President Donald Trump is certain that he can reopen the country and relax state-level social distancing orders whenever he sees fit.
“For the purpose of creating conflict and confusion, some in the Fake News Media are saying that it is the Governors [sic] decision to open up the states, not that of the President of the United States & the Federal Government. Let it be fully understood that this is incorrect,” he tweeted. “It is the decision of the President, and for many good reasons.”
The 10th Amendment to the U.S. Constitution and Supreme Court precedent say otherwise. For starters, quarantines and other public health directives fall under “police power,” which is expressly designated to the states. The Supreme Court confirmed in 1824 that quarantine laws are not under federal government purview.
The federal government’s powers include printing money, regulating commerce between the states and between parties outside the U.S. and those within the U.S., and waging war. It cannot force the states, which are expressly granted their own sovereignty by way of the 10th Amendment. Over at National Review, attorney John Yoo—no stranger to arguing for the federal government’s power—notes that the authority to regulate commerce does not include the ability to speak into existence:
Congress can control commerce that crosses state lines, and even prohibit wholly intrastate activity that affects the national markets. It cannot, however, force individuals and businesses to engage in business in the first place. In NFIB v. Sibelius (2012), the Roberts Court blessed this limit on federal power when it held that the Affordable Care Act could not require every American to buy health insurance. “The power to regulate commerce presupposes the existence of commercial activity to be regulated,” Chief Justice John Roberts wrote for a majority of five conservative Justices. “If the power to ‘regulate’ something included the power to create it, many of the provisions in the Constitution would be superfluous.”
Trump seems convinced that he has both the power and the responsibility to restore economic normalcy. “We’re opening up this incredible country.
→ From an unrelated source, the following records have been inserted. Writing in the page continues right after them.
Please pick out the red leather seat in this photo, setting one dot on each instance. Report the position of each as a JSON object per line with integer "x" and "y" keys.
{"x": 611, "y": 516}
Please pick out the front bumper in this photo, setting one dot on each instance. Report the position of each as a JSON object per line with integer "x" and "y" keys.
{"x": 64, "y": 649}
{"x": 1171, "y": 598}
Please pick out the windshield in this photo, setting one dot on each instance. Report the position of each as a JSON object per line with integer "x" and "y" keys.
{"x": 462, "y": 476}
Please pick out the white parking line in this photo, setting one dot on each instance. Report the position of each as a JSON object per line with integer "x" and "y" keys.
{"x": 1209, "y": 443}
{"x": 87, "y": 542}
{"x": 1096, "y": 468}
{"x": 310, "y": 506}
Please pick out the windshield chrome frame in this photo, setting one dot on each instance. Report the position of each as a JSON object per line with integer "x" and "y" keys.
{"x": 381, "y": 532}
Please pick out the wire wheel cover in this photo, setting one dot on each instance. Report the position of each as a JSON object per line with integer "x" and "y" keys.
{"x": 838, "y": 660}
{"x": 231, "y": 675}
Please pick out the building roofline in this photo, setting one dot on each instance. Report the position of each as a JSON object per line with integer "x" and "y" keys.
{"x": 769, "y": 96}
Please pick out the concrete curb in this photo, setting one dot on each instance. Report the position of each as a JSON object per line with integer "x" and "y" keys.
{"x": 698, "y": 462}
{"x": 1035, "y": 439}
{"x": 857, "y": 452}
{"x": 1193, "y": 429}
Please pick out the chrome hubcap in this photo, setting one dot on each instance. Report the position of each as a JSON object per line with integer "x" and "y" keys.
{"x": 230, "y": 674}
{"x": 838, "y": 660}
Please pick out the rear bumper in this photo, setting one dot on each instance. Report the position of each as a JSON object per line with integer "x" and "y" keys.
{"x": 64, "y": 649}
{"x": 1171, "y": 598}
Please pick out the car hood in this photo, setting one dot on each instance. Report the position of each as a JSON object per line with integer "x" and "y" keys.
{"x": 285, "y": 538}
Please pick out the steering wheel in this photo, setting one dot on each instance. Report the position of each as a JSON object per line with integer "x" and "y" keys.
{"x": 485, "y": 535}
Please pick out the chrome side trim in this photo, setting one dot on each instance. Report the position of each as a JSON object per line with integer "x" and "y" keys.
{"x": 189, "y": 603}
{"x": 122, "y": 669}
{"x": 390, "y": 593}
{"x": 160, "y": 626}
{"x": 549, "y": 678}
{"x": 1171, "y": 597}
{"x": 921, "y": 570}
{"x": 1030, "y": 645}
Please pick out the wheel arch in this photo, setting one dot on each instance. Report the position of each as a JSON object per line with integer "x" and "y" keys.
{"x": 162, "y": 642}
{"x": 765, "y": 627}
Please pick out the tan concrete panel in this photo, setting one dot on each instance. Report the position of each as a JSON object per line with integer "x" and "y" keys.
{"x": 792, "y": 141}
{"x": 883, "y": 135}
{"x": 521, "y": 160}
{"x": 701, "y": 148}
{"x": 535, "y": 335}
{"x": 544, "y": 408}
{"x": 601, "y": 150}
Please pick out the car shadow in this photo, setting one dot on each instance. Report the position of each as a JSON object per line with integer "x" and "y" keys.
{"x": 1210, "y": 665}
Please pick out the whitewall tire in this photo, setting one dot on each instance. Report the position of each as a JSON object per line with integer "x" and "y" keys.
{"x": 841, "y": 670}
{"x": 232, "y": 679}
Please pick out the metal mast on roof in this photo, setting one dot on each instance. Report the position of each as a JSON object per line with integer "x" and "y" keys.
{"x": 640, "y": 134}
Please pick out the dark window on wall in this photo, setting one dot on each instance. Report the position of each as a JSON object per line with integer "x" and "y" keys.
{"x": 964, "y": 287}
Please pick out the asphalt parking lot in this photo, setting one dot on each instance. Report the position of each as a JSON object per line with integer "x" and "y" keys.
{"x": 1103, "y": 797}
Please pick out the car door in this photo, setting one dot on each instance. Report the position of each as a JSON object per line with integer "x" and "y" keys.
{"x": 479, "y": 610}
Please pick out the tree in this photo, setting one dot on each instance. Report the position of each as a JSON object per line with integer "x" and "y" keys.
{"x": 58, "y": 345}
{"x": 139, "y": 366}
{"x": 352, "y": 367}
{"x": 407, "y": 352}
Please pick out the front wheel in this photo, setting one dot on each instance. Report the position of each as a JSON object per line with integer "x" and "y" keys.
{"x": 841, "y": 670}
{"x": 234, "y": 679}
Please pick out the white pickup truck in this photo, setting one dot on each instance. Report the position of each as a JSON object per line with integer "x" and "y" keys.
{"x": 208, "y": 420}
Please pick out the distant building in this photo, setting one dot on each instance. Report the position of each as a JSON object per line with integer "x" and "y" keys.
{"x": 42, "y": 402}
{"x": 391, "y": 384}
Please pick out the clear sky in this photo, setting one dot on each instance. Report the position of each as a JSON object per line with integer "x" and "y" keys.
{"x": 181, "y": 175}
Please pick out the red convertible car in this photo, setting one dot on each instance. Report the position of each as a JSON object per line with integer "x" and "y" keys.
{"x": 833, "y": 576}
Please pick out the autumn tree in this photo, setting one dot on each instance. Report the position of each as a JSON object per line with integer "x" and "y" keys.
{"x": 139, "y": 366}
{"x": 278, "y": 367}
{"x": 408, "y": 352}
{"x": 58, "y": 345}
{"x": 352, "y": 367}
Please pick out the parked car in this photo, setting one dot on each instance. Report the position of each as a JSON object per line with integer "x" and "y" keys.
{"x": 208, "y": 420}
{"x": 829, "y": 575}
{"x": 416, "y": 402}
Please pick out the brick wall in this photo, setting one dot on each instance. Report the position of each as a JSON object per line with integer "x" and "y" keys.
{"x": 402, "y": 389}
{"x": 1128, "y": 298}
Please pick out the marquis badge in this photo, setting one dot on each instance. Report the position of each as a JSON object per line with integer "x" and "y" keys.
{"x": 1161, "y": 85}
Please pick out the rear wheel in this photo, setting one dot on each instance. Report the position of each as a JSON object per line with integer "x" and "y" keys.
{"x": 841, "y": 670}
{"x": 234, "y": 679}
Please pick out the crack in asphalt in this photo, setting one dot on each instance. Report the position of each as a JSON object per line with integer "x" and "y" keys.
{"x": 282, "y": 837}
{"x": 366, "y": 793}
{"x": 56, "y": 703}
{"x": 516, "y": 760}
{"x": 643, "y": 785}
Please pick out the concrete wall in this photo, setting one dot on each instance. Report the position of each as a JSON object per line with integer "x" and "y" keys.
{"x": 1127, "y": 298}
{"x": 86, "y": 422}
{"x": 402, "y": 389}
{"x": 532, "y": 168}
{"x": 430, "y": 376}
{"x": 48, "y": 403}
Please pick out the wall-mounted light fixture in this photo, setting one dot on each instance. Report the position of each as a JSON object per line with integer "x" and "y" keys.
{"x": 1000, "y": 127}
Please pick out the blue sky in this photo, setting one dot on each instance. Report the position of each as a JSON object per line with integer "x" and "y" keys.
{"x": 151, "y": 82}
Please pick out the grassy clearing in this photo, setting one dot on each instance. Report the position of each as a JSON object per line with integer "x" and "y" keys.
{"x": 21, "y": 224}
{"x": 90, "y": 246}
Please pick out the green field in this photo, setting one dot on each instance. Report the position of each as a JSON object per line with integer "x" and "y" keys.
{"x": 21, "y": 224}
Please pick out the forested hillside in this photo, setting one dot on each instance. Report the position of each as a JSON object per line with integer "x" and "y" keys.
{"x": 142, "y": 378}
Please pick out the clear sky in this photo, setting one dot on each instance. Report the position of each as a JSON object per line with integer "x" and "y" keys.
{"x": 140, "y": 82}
Because we have to do that. I would love to have it open by Easter,” Trump said in March. Public health officials and researchers responded that such a move would be disastrous for flattening the curve, prompting his administration to extend social distancing guidelines through the end of April.
Even if Trump had not extended federal social distancing guidelines, many states likely would have. New York is developing its own reopening strategy in partnership with several neighboring states, and California is leading a similar initiative with its geographic neighbors. Trump may ultimately bless these efforts, and even attempt to claim credit for them, but he is not practically or symbolically leading them.